Bilan, dis-moi où est la marque

La place des marques dans les états financiers des entreprises varie selon plusieurs facteurs. Analyse à travers le cas du groupe LVMH.

par Élisabeth Walliser*


Élisabeth Walliser
Toutes les entreprises ne présentent pas les informations relatives aux marques de la même façon. Le degré de détail apporté aux marques dans les états financiers dépend bien souvent de l’importance qu’elles représentent au sein de l’entreprise, mais aussi de la manière dont elles ont été obtenues. Précisément, quelles sont les marques qui figurent au bilan ? à quel endroit se trouvent-elles ? existe-t-il des marques détenues par l’entreprise qui n’apparaissent pas dans son bilan ? quel traitement comptable est adopté une fois la marque reconnue ?

Des marques acquises et individualisables au bilan

Si les marques figurent dans les états financiers, il faut les chercher à l’actif.
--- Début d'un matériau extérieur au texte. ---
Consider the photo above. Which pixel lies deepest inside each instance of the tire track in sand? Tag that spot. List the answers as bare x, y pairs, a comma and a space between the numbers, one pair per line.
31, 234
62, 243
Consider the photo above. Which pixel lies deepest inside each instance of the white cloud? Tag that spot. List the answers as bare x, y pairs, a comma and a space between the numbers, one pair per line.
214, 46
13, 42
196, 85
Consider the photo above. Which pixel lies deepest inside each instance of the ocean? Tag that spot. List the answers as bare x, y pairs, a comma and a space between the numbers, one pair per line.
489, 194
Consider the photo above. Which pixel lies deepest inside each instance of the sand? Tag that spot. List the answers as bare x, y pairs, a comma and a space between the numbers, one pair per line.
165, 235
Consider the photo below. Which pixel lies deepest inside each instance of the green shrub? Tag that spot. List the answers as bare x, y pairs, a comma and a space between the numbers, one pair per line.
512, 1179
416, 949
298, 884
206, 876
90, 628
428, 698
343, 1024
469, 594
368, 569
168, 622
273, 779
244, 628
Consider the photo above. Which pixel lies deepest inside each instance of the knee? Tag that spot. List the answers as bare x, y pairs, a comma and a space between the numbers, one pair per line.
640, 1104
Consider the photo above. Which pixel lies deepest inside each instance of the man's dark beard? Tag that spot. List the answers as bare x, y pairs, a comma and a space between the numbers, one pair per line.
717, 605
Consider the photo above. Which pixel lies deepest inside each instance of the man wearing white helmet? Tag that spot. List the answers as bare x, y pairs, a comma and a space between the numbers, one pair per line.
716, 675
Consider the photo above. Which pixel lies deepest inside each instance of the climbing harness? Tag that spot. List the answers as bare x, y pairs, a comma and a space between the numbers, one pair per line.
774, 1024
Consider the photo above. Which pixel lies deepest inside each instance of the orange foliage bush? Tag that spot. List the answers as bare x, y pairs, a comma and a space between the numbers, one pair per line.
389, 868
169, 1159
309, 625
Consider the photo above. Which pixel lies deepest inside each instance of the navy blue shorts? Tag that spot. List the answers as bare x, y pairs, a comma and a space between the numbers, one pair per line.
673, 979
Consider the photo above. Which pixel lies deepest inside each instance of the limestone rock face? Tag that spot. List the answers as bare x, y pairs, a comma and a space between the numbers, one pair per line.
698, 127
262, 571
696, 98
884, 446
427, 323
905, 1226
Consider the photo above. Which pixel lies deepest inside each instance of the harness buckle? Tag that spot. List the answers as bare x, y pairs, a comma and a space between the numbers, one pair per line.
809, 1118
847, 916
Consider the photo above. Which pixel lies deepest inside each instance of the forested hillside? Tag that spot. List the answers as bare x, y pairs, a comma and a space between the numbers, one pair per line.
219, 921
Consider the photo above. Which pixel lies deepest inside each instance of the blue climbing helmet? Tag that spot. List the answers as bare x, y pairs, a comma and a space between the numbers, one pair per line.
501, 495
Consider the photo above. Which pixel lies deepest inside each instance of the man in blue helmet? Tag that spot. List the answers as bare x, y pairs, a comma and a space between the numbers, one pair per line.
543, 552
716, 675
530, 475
Le plus souvent, des informations clés à leur sujet sont également fournies par les annexes des comptes. L’actif du bilan indique tout ce que l’entreprise possède, par opposition au passif qui indique ce que l’entreprise doit (à ses associés, à ses banquiers, à ses fournisseurs…). On trouve donc des marques en haut du bilan, parmi les actifs non courants (ou immobilisés), constitués par des éléments destinés à rester durablement dans l’entreprise, par opposition aux actifs courants (ou circulants), dans lesquels figurent les stocks par exemple. Les marques figurent généralement dans la rubrique intitulée « Immobilisations incorporelles », à l’actif. Elles s’opposent aux immobilisations corporelles (terrains, immeubles, matériel…) ainsi qu’aux immobilisations financières (titres de participation, titres de placement, prêts…).

LVMH, en tant qu’entreprise accordant une grande importance à ses marques, les fait apparaître explicitement dans son bilan consolidé, dans une rubrique intitulée « Marques et autres immobilisations incorporelles », représentant un montant de 11,5 milliards d’euros, soit 29 % de l’actif non courant du groupe et plus de 20 % du total de son actif. Elle indique par ailleurs qu’il s’agit de marques « individualisables et de notoriété reconnue » (Bilan consolidé 2013 du groupe LVMH, p. 10 - tableau 1).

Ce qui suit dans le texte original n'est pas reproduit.